Se qualcuno pensa che solo in Italia ci si trovi di fronte a alternative impossibili da scegliere sul piano politico, lo scenario israeliano non è da meno. La sfida sulle elezioni di oggi è infatti tra il Likud, il partito di destra capeggiato da Netanyahu, e l’Unione Sionista capeggiata da Herzog e dalla ex ministra Tzipi Livni.
Le elezioni sono state convocate anticipatamente dopo lo scioglimento del terzo governo Nethanyau a seguito dello scontro con il Ministro della Giustizia, Tzipi Livni e il Ministro delle Finanze, Yair Lapid. In un primo momento Netanyahu pensava di avere già un quarto mandato in mano e di poter ottenere la maggioranza alla Knesset grazie all’alleanza con l’estrema destra nazional-religiosa di Naftali Bennet con i partiti religiosi aschenaziti e sefarditi. Ma a distanza di tre mesi dalla crisi di governo nel dicembre 2014 il quadro politico israeliano si è modificato e nel centro-sinistra è emersa la coalizione Unione Sionista (un nome che è tutto un programma) che appare in testa nei sondaggi.
L’Unione Sionista, è guidata daYitzhak Herzog, esponente di un’importante dinastia politica che ha fondato questo nuovo partito – l’Unione sionista appunto – fondendolo con ha-Tnuah (Il movimento), costola del vecchio partito Kadima (Avanti) creato a suo tempo da Ariel Sharon.
Herzog, ha spostato il partito ancora più “a destra” aprendolo ai fuoriusciti dal Likud, ma che condividono la necessità di pervenire a un accordo con l’Autorità Nazionale Palestinese (Anp). L’Unione sionista afferma di essere preoccupata per la situazione economica del paese, ma i temi sociali sono solo marginali nella sua agenda, mentre punta piuttosto a risolvere le tensioni con l’amministrazione statunitense ed a tentare l’avvio di un nuovo accordo di pace con l’Anp. In apparenza una politica diversa da quella guerrafondaia e oltranzista di Netanyahu, ma una coalizione che è giunta a definirsi come Unione Sionista non lascia ben sperare. I palestinesi innanzitutto, inclusi i palestinesi del ’48 che oggi risultano esser cittadini israeliani, di serie B, ma israeliani. Questi ultimi a loro volta hanno dato vita per la prima ad una coalizione unitaria dei partiti arabo-israeliani. I sondaggi mostrano che la Lista Araba Unita potrebbe guadagnare il terzo posto e diventare un fattore decisivo nel meccanismo che domina la politica israeliana: la creazione della coalizione di governo. Molti nella comunità arabo-palestinese in Israele, che rappresenta il 20% degli otto milioni di cittadini israeliani, vedono la ritrovata unità come una svolta nella battaglia contro la discriminazione: anche se hanno pieni e eguali diritti, gli arabi israeliani spesso accusano di essere trattati come cittadini di seconda classe.

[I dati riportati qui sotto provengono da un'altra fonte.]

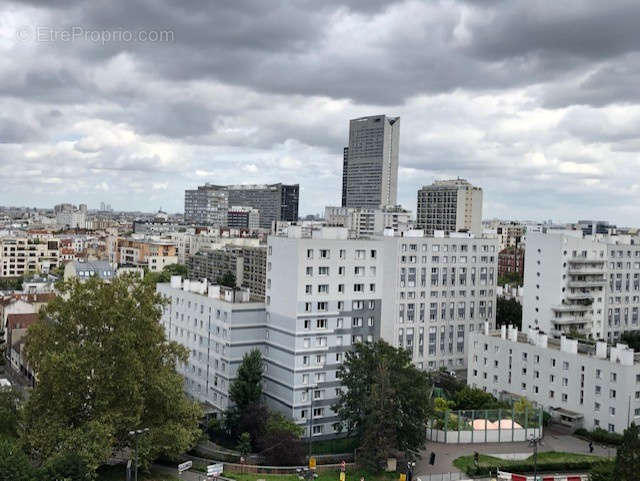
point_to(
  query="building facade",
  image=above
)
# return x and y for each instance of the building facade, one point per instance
(437, 290)
(209, 204)
(370, 162)
(218, 326)
(20, 255)
(241, 217)
(588, 285)
(580, 385)
(247, 263)
(368, 222)
(511, 261)
(273, 201)
(450, 206)
(323, 295)
(206, 205)
(148, 253)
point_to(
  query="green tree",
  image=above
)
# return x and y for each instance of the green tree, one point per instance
(380, 380)
(508, 311)
(280, 444)
(246, 389)
(105, 367)
(627, 464)
(9, 412)
(244, 445)
(14, 463)
(227, 279)
(602, 471)
(632, 339)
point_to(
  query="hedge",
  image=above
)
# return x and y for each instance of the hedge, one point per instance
(599, 435)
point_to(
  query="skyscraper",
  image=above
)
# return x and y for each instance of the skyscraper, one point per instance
(370, 162)
(451, 206)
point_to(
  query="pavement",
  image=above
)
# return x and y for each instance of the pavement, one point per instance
(446, 453)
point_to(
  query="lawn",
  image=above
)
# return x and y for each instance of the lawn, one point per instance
(335, 446)
(117, 473)
(547, 461)
(352, 475)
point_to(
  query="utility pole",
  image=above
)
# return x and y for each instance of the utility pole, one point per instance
(137, 433)
(535, 441)
(310, 418)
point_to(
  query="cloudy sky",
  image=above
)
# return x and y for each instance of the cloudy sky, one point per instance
(131, 102)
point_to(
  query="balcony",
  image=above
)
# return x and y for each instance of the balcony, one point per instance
(571, 308)
(581, 284)
(585, 272)
(585, 260)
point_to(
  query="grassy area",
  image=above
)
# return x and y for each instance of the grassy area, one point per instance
(547, 461)
(352, 475)
(118, 473)
(335, 446)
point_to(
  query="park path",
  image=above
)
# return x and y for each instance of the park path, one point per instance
(446, 453)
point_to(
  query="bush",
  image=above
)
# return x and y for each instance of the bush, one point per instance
(601, 436)
(547, 461)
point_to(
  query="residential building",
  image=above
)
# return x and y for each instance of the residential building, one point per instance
(578, 284)
(17, 325)
(273, 201)
(247, 263)
(367, 222)
(581, 385)
(451, 206)
(20, 255)
(68, 217)
(242, 217)
(153, 254)
(436, 291)
(218, 326)
(370, 162)
(324, 294)
(206, 205)
(84, 270)
(209, 204)
(592, 227)
(511, 260)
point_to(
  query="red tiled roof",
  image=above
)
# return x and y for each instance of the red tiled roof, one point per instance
(20, 321)
(36, 297)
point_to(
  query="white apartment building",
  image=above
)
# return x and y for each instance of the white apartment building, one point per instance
(19, 255)
(590, 386)
(368, 222)
(323, 295)
(450, 205)
(218, 326)
(588, 285)
(436, 291)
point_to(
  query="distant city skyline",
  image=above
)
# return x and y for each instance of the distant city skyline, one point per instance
(546, 125)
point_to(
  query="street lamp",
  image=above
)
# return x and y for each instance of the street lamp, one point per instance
(535, 442)
(137, 433)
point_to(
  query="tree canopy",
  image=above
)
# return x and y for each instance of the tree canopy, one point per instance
(627, 464)
(104, 368)
(246, 389)
(508, 311)
(385, 401)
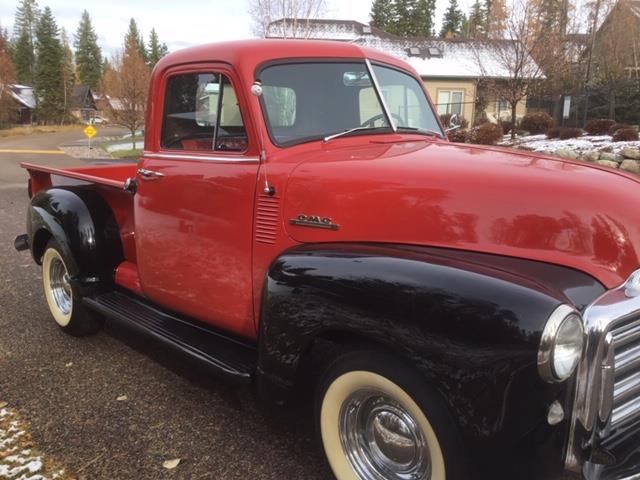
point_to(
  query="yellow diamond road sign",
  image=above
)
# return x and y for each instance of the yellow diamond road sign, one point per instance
(90, 132)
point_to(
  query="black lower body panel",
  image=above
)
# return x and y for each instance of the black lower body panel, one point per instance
(228, 356)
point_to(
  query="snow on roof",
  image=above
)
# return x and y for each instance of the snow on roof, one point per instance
(23, 95)
(455, 59)
(320, 29)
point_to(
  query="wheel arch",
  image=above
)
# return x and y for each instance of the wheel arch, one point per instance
(83, 225)
(470, 323)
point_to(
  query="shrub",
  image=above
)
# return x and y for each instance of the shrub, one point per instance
(553, 132)
(486, 134)
(459, 135)
(617, 126)
(565, 133)
(537, 122)
(506, 125)
(445, 117)
(599, 126)
(625, 135)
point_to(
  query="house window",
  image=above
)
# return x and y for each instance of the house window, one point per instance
(502, 105)
(450, 102)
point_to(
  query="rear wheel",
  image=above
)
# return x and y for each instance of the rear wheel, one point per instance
(379, 421)
(62, 298)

Occorrerà attendere domani mattina per i risultati definitivi, ma sicuramente la sfida si giocherà su uno scarto di pochi seggi (approssimativamente 2 o 3) e non sono escluse a loro volta coalizioni post-elettorali anche tra i due partiti di maggioranza, ovvero una grande coalizione nazionale tra Likud e Unione Sionista. Insomma al peggio non c’è mai fine. Sarà per questo che i leader israeliani ripetono sempre che l’Italia è il miglior alleato di Israele in Europa?